Following the scientific zeitgeist, here’s another paper rediscovering epidemiological accuracy models for data coding, this time from Mitzi‘s former boss and GeneWays mastermind Andrey Rzhetsky, IR and bio text mining specialist Hagit Shatkay, and the co-creator of the Biocreative entity data, NLM/NCBI’s own John Wilbur:
- Rzhetsky Andrey, Hagit Shatkay, and W. John Wilbur. 2009. How to get the most out of your curation effort. PLoS Computational Biology. [free download]
Their motivations and models look familar. They use a Dawid-and-Skene-like multinomial model and a “fixed effects” correlation-based model (to account for the overdispersion relative to the independence assumptions of the multinomial model).
Neither they nor the reviewers knew about any of the other work in this area, which is not surprising given that it’s either very new, quite obscure, or buried in the epidemiology literature under a range of different names.
What’s really cool is that they’ve distributed their data through PLoS. And not just the gold standard, all of the raw annotation data. This is a great service to the community.
What they Coded
Özlem Uzuner‘s i2b2 Obesity Challenge and subsequent labeling we’ve done in house convinced me that modality/polarity is really important. (Yes, this should be obvious, but isn’t when you’ve spent years looking at newswire and encyclopedia data.)

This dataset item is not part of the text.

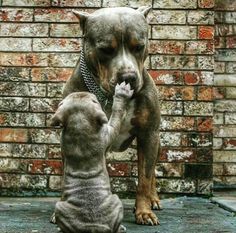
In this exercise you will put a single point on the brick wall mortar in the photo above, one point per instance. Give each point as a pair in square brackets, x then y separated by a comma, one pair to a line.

Rzhetsky et al. used 8 coders (and 5 follow-up control coders) to triple code sentences (selected with careful distributions from various kinds of literature and paper sections) for:
- Focus (Categorical): generic, methodological, scientific
- Direct Evidence for Claim (Ordinal): 0, 1, 2, 3
- Polarity: (Ordinal) Positive/Negative with scale 0,1,2,3 for certainty
I’m not sure why they allowed Positive+0 and Negative+0, as they describe 0 certainty as completely uncertain.
Given the ordinal nature of their data, they could’ve used something like Uebersax and Grove’s 1993 model based on ordinal regression (and a really nice decomposition of sensitivity and specificity into accuracy and bias).